À ce titre d’ailleurs, la série soigne ses personnages secondaires, de la comptable Irene (Annaleigh Ashford, sobre) à la costumière Denise (Juliette Lewis, survoltée), géniale inventrice du pantalon qui s’arrache sauvagement sur scène. Toujours, donc, voilà ces travailleuses de l’ombre obligées de jouer les médiatrices et de calmer le jeu.

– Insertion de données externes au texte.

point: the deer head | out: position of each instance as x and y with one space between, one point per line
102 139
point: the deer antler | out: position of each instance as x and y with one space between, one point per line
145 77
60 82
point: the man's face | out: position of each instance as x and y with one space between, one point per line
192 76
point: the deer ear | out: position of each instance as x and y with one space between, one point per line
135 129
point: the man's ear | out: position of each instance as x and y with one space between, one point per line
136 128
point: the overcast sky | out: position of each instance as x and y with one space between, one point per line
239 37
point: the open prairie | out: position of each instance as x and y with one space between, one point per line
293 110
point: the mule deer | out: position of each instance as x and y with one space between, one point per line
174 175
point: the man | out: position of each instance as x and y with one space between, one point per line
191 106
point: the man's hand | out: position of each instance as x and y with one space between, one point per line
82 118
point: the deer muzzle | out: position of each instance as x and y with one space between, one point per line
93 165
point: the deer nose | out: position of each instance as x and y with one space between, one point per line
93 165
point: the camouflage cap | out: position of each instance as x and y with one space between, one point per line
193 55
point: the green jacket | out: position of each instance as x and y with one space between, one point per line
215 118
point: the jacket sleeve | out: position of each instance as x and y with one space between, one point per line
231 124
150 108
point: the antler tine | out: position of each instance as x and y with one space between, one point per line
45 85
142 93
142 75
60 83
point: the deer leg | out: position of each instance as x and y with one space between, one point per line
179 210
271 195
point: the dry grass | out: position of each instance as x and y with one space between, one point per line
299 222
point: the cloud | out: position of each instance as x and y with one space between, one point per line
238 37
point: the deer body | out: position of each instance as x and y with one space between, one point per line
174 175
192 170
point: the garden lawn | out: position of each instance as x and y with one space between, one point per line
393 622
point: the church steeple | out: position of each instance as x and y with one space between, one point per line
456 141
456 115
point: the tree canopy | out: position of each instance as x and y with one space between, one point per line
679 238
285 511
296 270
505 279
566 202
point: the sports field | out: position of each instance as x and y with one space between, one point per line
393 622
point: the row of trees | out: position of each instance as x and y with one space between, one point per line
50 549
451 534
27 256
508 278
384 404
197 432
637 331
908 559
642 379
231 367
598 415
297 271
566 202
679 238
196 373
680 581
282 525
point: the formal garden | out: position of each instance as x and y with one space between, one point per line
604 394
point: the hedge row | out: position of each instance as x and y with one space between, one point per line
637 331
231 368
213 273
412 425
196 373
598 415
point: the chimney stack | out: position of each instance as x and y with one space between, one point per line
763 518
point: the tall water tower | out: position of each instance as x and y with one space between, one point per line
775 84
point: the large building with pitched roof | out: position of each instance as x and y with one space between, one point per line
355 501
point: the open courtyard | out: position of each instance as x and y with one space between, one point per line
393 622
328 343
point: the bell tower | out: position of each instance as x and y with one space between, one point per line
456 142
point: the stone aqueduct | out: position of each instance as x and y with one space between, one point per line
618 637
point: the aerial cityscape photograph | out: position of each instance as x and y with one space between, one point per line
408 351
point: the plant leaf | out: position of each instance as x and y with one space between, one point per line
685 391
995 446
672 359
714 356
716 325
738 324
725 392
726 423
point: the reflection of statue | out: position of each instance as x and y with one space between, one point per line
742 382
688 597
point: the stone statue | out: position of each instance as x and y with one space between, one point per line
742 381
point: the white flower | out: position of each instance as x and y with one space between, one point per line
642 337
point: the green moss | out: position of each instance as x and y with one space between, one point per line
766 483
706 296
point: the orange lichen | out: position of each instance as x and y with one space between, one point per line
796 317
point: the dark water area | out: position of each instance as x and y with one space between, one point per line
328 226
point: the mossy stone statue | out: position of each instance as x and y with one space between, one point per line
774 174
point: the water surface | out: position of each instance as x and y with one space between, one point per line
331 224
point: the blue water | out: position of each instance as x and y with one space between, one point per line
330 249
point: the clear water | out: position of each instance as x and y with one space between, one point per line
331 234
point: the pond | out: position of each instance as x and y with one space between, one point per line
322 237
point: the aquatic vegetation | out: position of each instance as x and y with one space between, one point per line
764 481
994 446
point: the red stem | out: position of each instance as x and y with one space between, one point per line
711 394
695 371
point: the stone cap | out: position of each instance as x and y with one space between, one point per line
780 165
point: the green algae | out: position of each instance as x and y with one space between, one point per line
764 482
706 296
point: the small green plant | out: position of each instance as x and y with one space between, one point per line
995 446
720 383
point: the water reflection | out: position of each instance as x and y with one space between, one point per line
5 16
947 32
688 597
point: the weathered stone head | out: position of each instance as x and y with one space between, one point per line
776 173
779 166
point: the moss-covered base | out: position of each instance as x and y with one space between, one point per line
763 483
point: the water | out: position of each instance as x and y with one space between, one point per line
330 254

Un propos intelligent sur les discriminations raciales

La très bonne idée de la série est d’avoir choisi, pour illustrer la volatilité du rêve américain et la violence à laquelle doit s’astreindre celui qui le poursuit, un protagoniste d’origine étrangère. Méprisé et ignoré par les clients de sa station service, constamment confondu avec un membre du personnel même lorsqu’il est propriétaire de son club, Banerjee est mû du début à la fin par l'idée d'une revanche à prendre. «Les gens comme moi n’arrêtent jamais de se battre», résume celui qui change même son prénom pour se faire appeler Steve.

Pire encore, l’ambitieux tente de se couler dans le moule américain en reproduisant lui-même les discriminations raciales qu’il subit. Une assimilation au forceps et incomplète, puisqu’on lui rappelle que sa couleur de peau (la maquilleuse n’a pas de fond de teint adapté lorsqu’il doit passer à la télévision) ou son accent seront toujours un handicap face aux yeux bleus de son rival, Nick de Noia.

Cette douloureuse ambivalence vis-à-vis des États-Unis, pays qui fait semblant de tout donner pour mieux reprendre, est le véritable sujet de «Welcome to Chippendales». Dans l’une des scènes les plus réussies, Steve et Nick, déjà en froid, se retrouvent à New-York en plein hiver. S’engage alors une improbable bataille de boules de neige, neige que le premier voit et touche pour la première fois. Très vite, le jeu s’arrête et laisse place à de la violence. Tout le propos de la série est là: dans cette impossibilité à jouer comme les autres, puisque l’immigré indien ne connaît pas les règles et que, s’il devait se fatiguer à les apprendre, il s’apercevrait alors qu’elles ne sont pas faites pour le laisser gagner.